The U.S. FDA posted an enforcement policy for digital devices used to treat psychiatric disorders during the COVID-19 pandemic in an effort to expand availability of such products. The agency will exercise enforcement discretion for computerized behavioral therapy devices and other digital health offerings for psychiatric disorders if such distribution does not create undue risk for the end user. The FDA does not regulate software for video conferencing, and the scope of the conditions to which this policy applies includes obsessive compulsive disorder, major depressive disorder, post-traumatic stress disorder and attention deficit-hyperactivity disorder. The patient need not have been diagnosed prior to the onset of the COVID-19 pandemic. The agency suggests that developers perform the standard software verification, validation and hazard analysis activities such as are included in Part 820, and that cybersecurity protections be included per the agency’s pre- and postmarket cybersecurity recommendations. The policy also governs low-risk general wellness products.
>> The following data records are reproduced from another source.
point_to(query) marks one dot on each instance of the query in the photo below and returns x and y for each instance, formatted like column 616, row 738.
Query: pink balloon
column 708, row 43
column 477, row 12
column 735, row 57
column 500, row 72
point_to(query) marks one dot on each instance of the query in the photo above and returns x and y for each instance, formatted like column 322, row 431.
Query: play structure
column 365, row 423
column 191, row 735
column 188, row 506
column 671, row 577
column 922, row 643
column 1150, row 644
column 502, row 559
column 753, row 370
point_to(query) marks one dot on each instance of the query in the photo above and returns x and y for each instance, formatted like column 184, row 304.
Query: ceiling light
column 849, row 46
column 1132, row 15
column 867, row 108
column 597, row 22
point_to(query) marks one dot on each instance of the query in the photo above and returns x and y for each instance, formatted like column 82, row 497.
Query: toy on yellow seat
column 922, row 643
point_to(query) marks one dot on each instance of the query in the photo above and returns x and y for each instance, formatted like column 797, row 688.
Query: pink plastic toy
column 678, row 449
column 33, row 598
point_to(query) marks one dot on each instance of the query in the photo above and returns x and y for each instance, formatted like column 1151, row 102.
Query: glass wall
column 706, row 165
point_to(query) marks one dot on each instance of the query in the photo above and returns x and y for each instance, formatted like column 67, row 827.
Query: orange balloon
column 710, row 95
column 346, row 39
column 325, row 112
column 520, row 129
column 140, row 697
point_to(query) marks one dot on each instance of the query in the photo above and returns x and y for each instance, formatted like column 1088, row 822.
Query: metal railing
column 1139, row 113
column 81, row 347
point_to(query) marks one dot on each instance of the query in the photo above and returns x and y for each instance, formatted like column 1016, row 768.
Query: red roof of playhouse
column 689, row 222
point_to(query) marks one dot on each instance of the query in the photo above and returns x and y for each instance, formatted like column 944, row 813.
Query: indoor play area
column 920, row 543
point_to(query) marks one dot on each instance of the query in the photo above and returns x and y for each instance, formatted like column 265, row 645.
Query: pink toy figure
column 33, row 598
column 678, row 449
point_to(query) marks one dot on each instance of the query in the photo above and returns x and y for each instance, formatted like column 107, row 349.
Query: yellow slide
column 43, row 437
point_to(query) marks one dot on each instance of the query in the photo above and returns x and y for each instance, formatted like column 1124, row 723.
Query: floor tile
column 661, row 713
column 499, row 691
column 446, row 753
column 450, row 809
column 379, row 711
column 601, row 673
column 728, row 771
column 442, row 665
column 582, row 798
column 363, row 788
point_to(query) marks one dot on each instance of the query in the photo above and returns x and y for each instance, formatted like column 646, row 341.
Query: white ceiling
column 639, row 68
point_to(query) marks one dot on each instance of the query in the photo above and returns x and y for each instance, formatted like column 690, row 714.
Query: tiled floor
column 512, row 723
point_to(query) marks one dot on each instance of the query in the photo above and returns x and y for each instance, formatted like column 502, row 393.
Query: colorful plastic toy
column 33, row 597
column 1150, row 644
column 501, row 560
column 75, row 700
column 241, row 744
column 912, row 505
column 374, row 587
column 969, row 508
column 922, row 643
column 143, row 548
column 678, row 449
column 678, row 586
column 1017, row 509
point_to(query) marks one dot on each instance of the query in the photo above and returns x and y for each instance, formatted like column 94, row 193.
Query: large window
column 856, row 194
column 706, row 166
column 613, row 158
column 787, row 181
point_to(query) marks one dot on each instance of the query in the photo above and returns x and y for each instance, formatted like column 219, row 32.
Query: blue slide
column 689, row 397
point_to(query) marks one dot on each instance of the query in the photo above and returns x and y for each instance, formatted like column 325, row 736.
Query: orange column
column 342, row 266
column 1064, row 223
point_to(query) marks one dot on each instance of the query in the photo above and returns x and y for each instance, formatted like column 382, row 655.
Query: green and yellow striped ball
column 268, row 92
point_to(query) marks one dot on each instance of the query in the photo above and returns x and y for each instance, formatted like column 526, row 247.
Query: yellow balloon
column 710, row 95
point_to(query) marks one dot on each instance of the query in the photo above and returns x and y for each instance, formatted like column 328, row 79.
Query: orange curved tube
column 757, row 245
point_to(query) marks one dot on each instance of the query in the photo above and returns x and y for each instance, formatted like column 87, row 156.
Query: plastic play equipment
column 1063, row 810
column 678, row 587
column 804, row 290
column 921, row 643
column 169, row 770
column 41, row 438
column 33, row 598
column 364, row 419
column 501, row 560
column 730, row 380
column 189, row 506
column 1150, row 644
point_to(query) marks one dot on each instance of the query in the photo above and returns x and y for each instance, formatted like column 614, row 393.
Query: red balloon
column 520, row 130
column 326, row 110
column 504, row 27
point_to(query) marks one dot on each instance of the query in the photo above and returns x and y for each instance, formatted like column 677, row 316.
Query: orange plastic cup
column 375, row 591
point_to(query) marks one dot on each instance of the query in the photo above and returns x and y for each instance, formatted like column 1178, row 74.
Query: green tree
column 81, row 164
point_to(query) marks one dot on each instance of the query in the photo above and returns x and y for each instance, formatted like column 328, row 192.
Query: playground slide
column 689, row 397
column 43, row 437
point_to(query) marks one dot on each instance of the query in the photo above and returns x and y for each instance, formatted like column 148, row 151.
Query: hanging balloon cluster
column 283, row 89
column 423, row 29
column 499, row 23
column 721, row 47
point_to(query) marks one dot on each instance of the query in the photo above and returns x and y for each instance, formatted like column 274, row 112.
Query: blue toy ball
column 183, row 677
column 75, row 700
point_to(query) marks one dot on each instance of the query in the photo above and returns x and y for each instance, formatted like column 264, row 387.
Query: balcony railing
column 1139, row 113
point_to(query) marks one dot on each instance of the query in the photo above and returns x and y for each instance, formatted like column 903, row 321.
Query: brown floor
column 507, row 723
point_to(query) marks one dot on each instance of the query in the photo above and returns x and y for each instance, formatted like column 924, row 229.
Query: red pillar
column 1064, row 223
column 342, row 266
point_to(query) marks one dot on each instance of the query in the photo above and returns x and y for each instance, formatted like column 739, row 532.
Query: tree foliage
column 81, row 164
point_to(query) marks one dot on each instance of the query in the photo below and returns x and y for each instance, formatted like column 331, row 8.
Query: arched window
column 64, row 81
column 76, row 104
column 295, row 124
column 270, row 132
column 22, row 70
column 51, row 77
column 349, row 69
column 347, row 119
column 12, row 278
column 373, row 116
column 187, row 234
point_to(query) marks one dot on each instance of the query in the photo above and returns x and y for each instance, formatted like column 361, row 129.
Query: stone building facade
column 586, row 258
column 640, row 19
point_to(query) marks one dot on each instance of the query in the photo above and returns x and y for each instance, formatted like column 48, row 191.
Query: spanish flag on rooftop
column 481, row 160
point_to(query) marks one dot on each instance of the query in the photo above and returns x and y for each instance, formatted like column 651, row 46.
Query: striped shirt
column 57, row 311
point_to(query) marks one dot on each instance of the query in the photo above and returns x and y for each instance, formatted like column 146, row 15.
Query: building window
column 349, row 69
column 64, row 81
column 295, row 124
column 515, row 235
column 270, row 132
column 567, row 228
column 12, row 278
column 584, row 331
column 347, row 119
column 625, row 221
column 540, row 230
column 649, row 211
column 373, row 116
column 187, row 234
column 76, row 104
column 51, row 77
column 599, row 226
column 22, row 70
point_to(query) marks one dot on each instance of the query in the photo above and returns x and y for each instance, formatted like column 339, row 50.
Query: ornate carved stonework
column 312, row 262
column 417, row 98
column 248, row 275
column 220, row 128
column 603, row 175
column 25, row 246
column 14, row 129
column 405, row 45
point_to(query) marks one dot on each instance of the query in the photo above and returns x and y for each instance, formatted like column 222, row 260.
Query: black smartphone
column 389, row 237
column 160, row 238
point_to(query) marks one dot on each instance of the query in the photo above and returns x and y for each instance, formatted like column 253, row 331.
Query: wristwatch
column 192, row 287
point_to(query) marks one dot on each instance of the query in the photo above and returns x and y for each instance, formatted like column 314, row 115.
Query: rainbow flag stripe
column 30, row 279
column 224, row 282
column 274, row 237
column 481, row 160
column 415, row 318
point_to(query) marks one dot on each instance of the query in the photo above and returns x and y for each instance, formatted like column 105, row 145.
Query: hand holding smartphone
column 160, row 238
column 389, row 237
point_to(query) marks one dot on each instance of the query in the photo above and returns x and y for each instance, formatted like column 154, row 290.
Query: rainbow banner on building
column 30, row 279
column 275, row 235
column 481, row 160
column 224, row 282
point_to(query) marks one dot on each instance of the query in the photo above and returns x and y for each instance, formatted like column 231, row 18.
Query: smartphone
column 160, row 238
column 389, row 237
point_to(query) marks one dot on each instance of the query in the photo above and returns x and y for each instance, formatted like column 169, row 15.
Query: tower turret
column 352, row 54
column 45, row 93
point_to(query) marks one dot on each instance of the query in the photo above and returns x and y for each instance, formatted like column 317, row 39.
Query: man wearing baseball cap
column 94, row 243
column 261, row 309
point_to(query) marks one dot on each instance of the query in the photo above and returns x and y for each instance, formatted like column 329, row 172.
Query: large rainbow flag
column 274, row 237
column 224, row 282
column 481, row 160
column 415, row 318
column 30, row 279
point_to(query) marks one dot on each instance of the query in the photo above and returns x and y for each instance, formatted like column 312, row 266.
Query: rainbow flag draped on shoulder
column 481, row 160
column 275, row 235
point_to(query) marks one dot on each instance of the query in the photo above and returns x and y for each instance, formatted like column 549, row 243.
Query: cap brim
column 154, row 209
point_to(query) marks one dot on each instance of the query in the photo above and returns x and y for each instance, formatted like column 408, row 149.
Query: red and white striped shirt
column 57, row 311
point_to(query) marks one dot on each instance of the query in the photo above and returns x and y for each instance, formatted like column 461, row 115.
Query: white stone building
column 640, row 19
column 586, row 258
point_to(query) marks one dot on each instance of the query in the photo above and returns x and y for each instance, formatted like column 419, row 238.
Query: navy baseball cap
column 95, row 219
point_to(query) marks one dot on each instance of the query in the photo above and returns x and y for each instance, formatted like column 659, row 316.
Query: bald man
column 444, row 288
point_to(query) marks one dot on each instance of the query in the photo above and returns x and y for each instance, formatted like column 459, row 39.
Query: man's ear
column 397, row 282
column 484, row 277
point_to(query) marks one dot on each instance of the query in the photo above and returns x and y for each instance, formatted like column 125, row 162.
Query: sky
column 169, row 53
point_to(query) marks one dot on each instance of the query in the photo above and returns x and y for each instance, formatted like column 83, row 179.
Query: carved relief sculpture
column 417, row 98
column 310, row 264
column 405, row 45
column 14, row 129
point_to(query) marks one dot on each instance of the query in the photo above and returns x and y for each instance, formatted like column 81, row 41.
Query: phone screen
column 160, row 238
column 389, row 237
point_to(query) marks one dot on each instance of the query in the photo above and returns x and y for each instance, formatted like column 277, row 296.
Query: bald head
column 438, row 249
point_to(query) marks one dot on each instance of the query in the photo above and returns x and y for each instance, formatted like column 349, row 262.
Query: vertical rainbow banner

Building on its existing policy regarding the labeling of companion diagnostics, the U.S. FDA issued a guidance discussing the development and labeling of in vitro companion diagnostics to support the use of multiple oncology drugs. “Trials designed to support approval of a specific therapeutic product and a specific companion diagnostic have led to companion diagnostic labels that reference only a specific therapeutic product(s). Such specificity in labeling can limit a potentially broader use of a companion diagnostic that may be scientifically appropriate,” according to the agency. The guidance discusses considerations for developing a companion diagnostic for labeling for use with a specific group of oncology products and for broadening the labeling of already approved or cleared companion diagnostics.
The U.S. Federal Trade Commission said it has sent another 10 warning letter to domestic and other companies in connection with unsubstantiated claims that the targets’ product can treat or prevent “coronavirus disease.” Many of the recipients are makers of nutritional supplements, but the April 8 letter to Face Vital LLC, of Miami Beach, Fla., addresses the company’s promotion of a sonic silicon face brush, which would be used to “fight off corona.” The agency previously advised VOIP providers that it is illegal to aid in or facilitate the transmission of prerecorded robocalls that promote unproven products associated with the COVID-19 pandemic.
The Advanced Medical Technology Association (Advamed) said in an April 15 statement that executives from a number of med-tech firms have been appointed to the White House task force designated to provide recommendations on how to safely reopen the U.S. economy with the COVID-19 pandemic still at large. “[T]he inclusion of so many med-tech community leaders on this key White House task force speaks to the important role our industry will play in getting America back to work,” said Scott Whitaker, Advamed’s president and CEO. He added that the med-tech execs named to the task force “have decades of experience in getting crucial devices and diagnostics into the hands of those who need them, and the country will be well served by their expertise.” Among those named to the task force are Mike Kaufmann, CEO of Cardinal Health, of Dublin, Ohio, and Marc Casper, board chairman and CEO of Thermo Fisher Scientific Inc., of Waltham, Mass.
The U.K. Medicines and Health Care Products Regulatory Agency (MHRA) said it is supporting regulatory flexibility for companies in the U.K. in an effort to scale up testing capacity for the COVID-19 pandemic. Among the policy documents posted is one directed toward serological testing kits and platforms, for both professional and at-home use. The MHRA said it seeks proposals that would support reliable and accurate antibody testing with technologies that are “scalable, resilient, and scientifically robust.”